Saint-Just's rise to prominence wrought a remarkable change in his personality.[131] Freewheeling and passionate in his youth, Saint-Just quickly became "the ice-cold ideologist of republican purity,"[132] "as inaccessible as stone to all the warm passions."[88] A measure of his change can be inferred from the experience of his former love interest Thérèse, who is known to have left her husband and taken up residence in a Parisian neighborhood near Saint-Just in late 1793. Saint-Just—who had already developed something of a relationship, tepid but potentially expedient, with the sister of his colleague Le Bas—refused to see her. Thérèse stayed there for over a year, returning to Blérancourt only after Saint-Just was dead. No record exists of any exchanges they might have had, but Saint-Just is known to have written to a friend complaining impatiently about the rumors connecting him to "citizen Thorin."[133]
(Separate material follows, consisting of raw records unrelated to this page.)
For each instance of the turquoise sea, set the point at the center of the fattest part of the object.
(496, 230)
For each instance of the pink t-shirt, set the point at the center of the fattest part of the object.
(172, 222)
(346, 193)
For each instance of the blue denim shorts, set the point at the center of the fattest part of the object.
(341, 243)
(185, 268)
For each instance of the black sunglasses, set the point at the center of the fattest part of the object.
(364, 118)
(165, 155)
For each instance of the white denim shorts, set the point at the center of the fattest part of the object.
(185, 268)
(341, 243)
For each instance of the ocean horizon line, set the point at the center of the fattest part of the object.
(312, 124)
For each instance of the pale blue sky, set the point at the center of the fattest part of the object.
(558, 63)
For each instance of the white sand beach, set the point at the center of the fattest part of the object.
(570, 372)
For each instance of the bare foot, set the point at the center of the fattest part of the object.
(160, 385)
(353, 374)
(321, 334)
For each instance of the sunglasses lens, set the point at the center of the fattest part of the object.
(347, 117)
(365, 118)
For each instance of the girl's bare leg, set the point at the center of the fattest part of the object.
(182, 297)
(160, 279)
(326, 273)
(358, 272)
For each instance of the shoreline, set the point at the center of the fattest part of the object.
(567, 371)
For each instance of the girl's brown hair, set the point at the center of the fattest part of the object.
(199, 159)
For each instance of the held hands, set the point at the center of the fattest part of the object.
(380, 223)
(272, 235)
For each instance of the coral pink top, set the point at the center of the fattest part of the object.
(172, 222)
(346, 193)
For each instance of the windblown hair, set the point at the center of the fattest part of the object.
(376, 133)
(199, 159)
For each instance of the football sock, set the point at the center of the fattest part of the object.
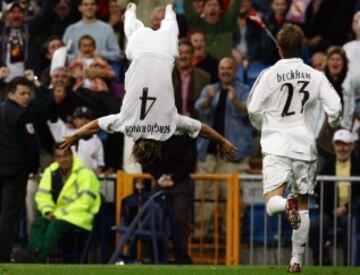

In his public speaking, Saint-Just was even more daring and outspoken than his mentor Robespierre. Regarding France's internal strife, he spared few: "You have to punish not only the traitors, but even those who are indifferent; you have to punish whoever is passive in the republic, and who does nothing for it."[134] He thought the only way to create a true republic was to rid it of enemies, to enforce the "complete destruction of its opposite."[135] Regarding the war, he declared without regret to the Convention, "The vessel of the Revolution can arrive in port only on a sea reddened with torrents of blood."[88] He urged the deputies to embrace the notion that "a nation generates itself only upon heaps of corpses."[136]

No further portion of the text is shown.